How to save a trained model from a Vertex AI custom training to Storage?

353 views Asked by At

The following Python code generates a trained model called wine_mdl:

from sklearn import datasets, svm
import logging

logging.info('Loading a Scikit-learn toy dataset')
wine_df=datasets.load_wine(as_frame=True)

logging.info('Model training')
wine_mdl=svm.SVC(probability=True)
wine_mdl.fit(X=wine_df.data, y=wine_df.target)

# logging.info('Saving the trained model')
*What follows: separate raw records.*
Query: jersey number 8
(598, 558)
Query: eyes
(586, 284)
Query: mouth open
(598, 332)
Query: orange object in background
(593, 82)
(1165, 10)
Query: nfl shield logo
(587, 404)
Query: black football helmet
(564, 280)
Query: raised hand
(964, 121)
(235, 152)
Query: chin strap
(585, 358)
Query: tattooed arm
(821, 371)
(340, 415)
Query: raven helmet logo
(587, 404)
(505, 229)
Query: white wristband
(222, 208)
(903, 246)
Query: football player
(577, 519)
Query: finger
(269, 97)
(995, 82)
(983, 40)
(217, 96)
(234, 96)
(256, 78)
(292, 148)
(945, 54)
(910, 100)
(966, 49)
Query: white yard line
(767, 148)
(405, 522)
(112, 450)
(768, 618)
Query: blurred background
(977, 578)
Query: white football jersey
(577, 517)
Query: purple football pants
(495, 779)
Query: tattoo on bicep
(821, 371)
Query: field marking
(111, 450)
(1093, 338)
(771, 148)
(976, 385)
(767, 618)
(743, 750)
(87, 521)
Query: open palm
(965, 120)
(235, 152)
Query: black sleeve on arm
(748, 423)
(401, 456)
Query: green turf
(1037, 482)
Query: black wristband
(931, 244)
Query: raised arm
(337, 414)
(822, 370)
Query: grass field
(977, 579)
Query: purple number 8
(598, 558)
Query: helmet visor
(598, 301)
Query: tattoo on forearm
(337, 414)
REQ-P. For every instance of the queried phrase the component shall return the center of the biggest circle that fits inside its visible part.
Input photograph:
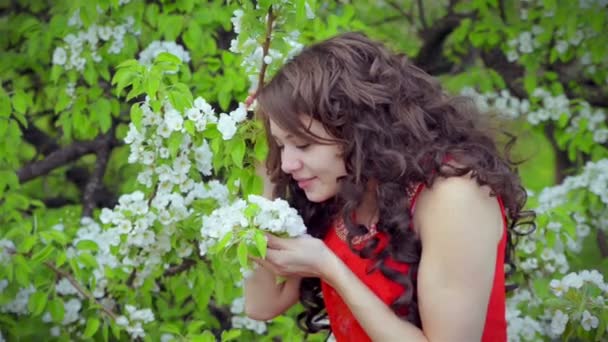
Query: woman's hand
(303, 256)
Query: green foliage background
(62, 156)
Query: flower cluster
(277, 217)
(134, 320)
(86, 43)
(577, 280)
(545, 107)
(240, 321)
(586, 319)
(7, 248)
(18, 305)
(272, 216)
(249, 45)
(593, 178)
(522, 327)
(147, 56)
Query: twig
(501, 10)
(184, 266)
(408, 16)
(96, 180)
(421, 14)
(80, 289)
(60, 157)
(266, 46)
(602, 243)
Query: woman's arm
(265, 298)
(460, 226)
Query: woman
(408, 204)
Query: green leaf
(229, 335)
(128, 64)
(174, 143)
(260, 242)
(189, 127)
(136, 116)
(22, 270)
(87, 259)
(91, 327)
(171, 26)
(21, 101)
(195, 326)
(260, 150)
(242, 253)
(57, 309)
(27, 244)
(37, 303)
(171, 328)
(180, 96)
(207, 336)
(103, 109)
(238, 152)
(43, 254)
(192, 37)
(5, 104)
(87, 245)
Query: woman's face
(315, 167)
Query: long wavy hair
(396, 127)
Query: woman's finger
(276, 242)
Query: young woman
(408, 204)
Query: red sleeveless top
(344, 325)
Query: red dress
(345, 326)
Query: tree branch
(184, 266)
(79, 288)
(61, 157)
(95, 182)
(266, 46)
(408, 16)
(430, 57)
(421, 14)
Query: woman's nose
(290, 162)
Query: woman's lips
(305, 183)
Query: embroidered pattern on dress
(342, 231)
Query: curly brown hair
(396, 126)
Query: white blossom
(60, 57)
(588, 321)
(147, 56)
(227, 126)
(558, 323)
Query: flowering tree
(127, 163)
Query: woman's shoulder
(457, 203)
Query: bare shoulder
(460, 204)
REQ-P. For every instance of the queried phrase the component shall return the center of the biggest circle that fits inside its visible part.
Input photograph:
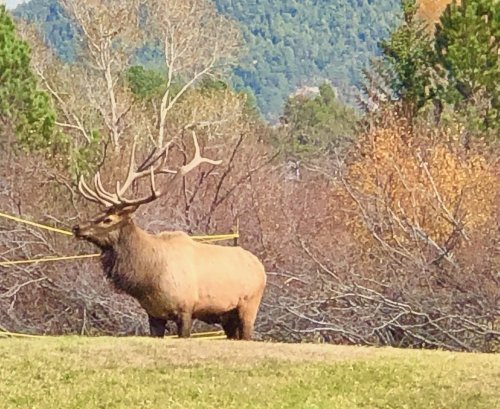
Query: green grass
(74, 372)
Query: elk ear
(128, 210)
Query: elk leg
(247, 314)
(184, 323)
(230, 323)
(157, 326)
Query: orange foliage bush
(416, 188)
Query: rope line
(196, 335)
(201, 238)
(45, 259)
(42, 226)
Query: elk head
(104, 230)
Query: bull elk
(172, 276)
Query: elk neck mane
(125, 263)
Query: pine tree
(410, 58)
(468, 49)
(23, 106)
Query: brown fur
(177, 278)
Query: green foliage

I want to run a custom job on Vertex AI Training:

  • without managed dataset
  • a scikit-learn pre-built container
  • a code packaged according to the Google Cloud documentation
  • a Google Storage output directory gs://my-bucket-for-vertexai/my-output-directory Vertex AI Training container configuration

Which line(s) of code could I add to the above Python code to export the trained model to the dedicated Google Storage repository ?

2

There are 2 answers

2
Nestor On

Can you try this? You will need to install Vertex AI SDK for Python:

To upload a model:

model = aiplatform.Model.upload( display_name='my-model', artifact_uri="gs://python/to/my/model/dir", serving_container_image_uri="us-docker.pkg.dev/vertex-ai/prediction/tf2-cpu.2-2:latest", )
2
Othmane El Omri On

You should use the environment variable AIP_MODEL_DIR to write your model to the output directory that you defined in the job according to this. Here's an example taken from here.

import os
import pickle

from google.cloud import storage
from sklearn.ensemble import RandomForestClassifier

classifier = RandomForestClassifier()
classifier.fit(data, target)

artifact_filename = 'model.pkl'

# Save model artifact to local filesystem (doesn't persist)
local_path = artifact_filename
with open(local_path, 'wb') as model_file:
  pickle.dump(classifier, model_file)

# Upload model artifact to Cloud Storage
model_directory = os.environ['AIP_MODEL_DIR']
storage_path = os.path.join(model_directory, artifact_filename)
blob = storage.blob.Blob.from_string(storage_path, client=storage.Client())
blob.upload_from_filename(local_path)

Make sure to give the right name to your model. model.pkl or model.joblib is expected if you're using scikit-learn. Read more here.